教皇フランシスコは、1月11日、駐バチカン外交団と新年の挨拶を交換された。

この日、教皇宮殿の王宮の間には、新年恒例の集いのために世界各国の大使らが一堂に会した。

外交団への言葉で教皇は、バチカンは平和の声が地の果てに届くまで外交努力を続けていくだろうと表明。「いつくしみの聖年」開催中のこの年が、多くの心に宿る冷たい無関心に、いつくしみの温かさが勝る機会となることを願われた。
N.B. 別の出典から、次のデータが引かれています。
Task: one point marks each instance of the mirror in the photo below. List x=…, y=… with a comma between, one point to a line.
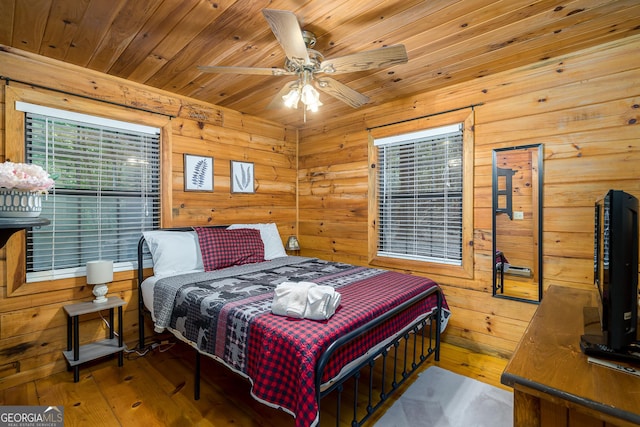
x=517, y=223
昨年11月のアフリカ歴訪の際、中央アフリカの首都バンギの司教座聖堂で、平和と対話の一歩として「いつくしみの聖年」の「聖なる扉」を開いたことに代表されるように、「いつくしみ」は、2015年のご自身の海外訪問を導く糸であったと教皇は回想。新しい対話の道を模索するサラエボ、歩み寄りと和解を求める南米(エクアドル・ボリビア・パラグアイ)、キューバと米国への旅を思い起こされた。

また、家庭を「いつくしみの最初の、そして最も大切な学び舎」として示された教皇は、家庭に対する深い関心を持たずして社会の発展はありえないと述べられた。

隣人に対する無関心の根源には個人主義があり、それは貧しい人々や虐げられた人々を前に、人間を臆病で冷笑的な者としてしまうと教皇は警告。特に、困難と苦しみを背負いながら、平和と尊厳のもとに生きるための場所を絶望的に求める移民たちに対する無関心を憂慮された。

最も無防備な人々の悲劇の多くは「切捨ての文化」と「権力の傲慢」によるものであり、合法的な移民が不可能な場所において、移民たちはしばしば人身売買を扱う人々にまで頼らざるを得ないと教皇は指摘された。

教皇は、移民問題は複雑であり、これを単なる一時的な危機と捉えず、中期・長期的な視野を持つことが必要と強調。

押し寄せる大量の移民に、受入れ国の社会が混乱し、ヒューマン精神が危機にさらされているヨーロッパの現状を直視しつつも、欧州は人間の中心性を守り、自国民の権利の保護と移民の受け入れ・支援を両立させる手段を見出だすことができるだろうと期待された。

難民らを寛大に支援する国際機関や各国に感謝を表された教皇は、移民は世界の未来にとって本質的要素であり、移民を尊厳と相互理解のもとに受け入れることは、過激主義や原理主義を排除する鍵となると説き、この問題へのますますの関心と努力を呼びかけられた。

教皇はまた、最近の国際情勢を展望する中で、イランの核開発をめぐる協議で合意を得たこと、国連気候変動枠組み条約第21回締約国会議で新たな国際枠組みに合意が生まれたことを評価される一方、ペルシャ湾地域の緊張、朝鮮半島で行われた軍事的実験、国際的なテロの広がり、中東の続く闘争など、平和構築において憂慮される数多くの問題を挙げられた。